For centuries Israel, God's wilderness people, have been longing for everything that water means, abundant and full life with God, the coming to God's pasture-land. Is it not in the Songs of Israel that God's people cry out "in a dry and weary land where there is no water" (Psalm 42). If we are to believe the Gospel, in the Incarnation, in the emptying of God into "Mary's belly," the Waters of Heaven have poured themselves into a cross-shattered Christ whose "mouth is dried up like a potsherd" (Psalm 22). In Christ we are witness to the oceanic Waters of Life going absolutely dry, drained of divinity, emptied of everything God is. Yet even as we make such statement, our words do not "explain" Jesus's "I thirst" from the cross. In Hauerwas's words:

It is a mistake to think these great doctrines of our faith, the Trinity and Incarnation, are meant to explain. These doctrines are quite literally names for mysteries, that is, the naming of what is open for all to see yet become for us the incomprehensible salvation wrought in Christ.

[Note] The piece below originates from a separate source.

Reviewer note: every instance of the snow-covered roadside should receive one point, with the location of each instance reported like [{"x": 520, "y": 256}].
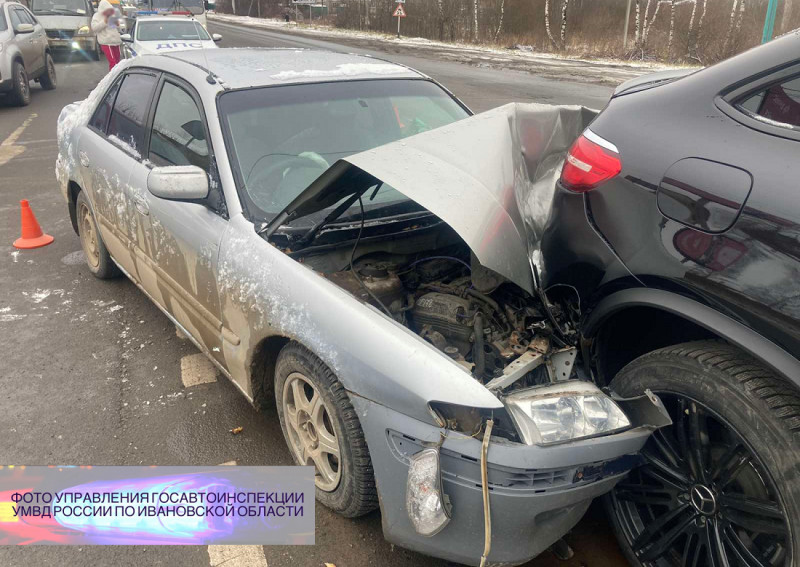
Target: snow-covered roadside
[{"x": 594, "y": 70}]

Quoting Rowan Williams (as he has done before), Hauerwas asks us to "remember the point of doctrine is to hold us still, to create depth in us, 'a space for radical change in how we think of ourselves and how we act'."

While I'm not quite sure what that "space for radical change" means, I'm grateful to Hauerwas to suggest that it may require that in the depth of Christ as I listen to him cry for water, I am called "to care for those who thirst for God's kingdom," and in that caring "the kingdom will be present." Perhaps then I will understand "I thirst."